“Can you imagine the feelings of the Kessab people as they climbed on foot the long trail up the mountain, and then as they came over the ridge into full view of their charred and ruined dwellings? Their stores of wheat, barley and rice had been burned; clothing, cooking utensils, furniture and tools had gone; their goats, cows and mules had been stolen; their silk industries stamped out; their beloved churches reduced to smouldering heaps. The bodies of their friends and relatives who had been killed had not been buried. And yet the love of home is so strong that the people have settled down there with the determination to clear up the debris and rebuild their houses.”—Extracts from “The Sack of Kessab,” Stephen Van R. Trowbridge.

As these sheets are going through the press there comes news of famine at Zeitoon. The Rev. F. W. Macullum, American Missionary at Marash, writes to the Rev. W. W. Peet, American Missionary at Constantinople, that 12,000 souls in and around Zeitoon are dying of hunger; they are wandering about in rags, mixing bran and water, and cooking and eating it, if they can get even that. Rev. Macullum adds, “The same story comes to us from all sides. As we foresaw all along, from now on the distress will be greatest.”

If 50,000 were massacred, the list of those who have died and are dying of homelessness and starvation will exceed 150,000. It is true; and the numbers are not exaggerated. Last year the people reaped no harvest, and this year there are no sowings.

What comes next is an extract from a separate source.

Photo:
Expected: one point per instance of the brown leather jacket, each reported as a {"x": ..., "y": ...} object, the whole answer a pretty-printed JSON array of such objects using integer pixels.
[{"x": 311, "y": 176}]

The latest news is that Mush, a prosperous Armenian village that had escaped the desolation of the massacres, has been plundered in a night attack by armed Kurds, and the villagers are now reduced to extreme distress. Before the outbreak the Armenian patriarchal vicar at Mush had repeatedly appealed to the Armenian Patriarch at Constantinople, and the Armenian Patriarch had repeatedly appealed to the Authorities at Constantinople asking protection for the villagers of Mush as a Kurdish attack was apprehended. It is evident that the authorities at Constantinople are unable to protect thriving Armenian villages from Kurdish and Turkish raiders.


PREFACE TO 2ND PRINTING.

The first and second parts of this little book were written and printed in pamphlet form for circulation in the United States, shortly after the Adana Massacres of April, 1909. I have now thought it advisable to add a Supplement of a short history of the Origin of the Armenians and the Introduction and Revival of Christianity in Armenia.

The illustrations and the extracts from the periodicals “Harper’s Monthly,” “The Wide World” and the “Cosmopolitan” have been added to the 2nd printing.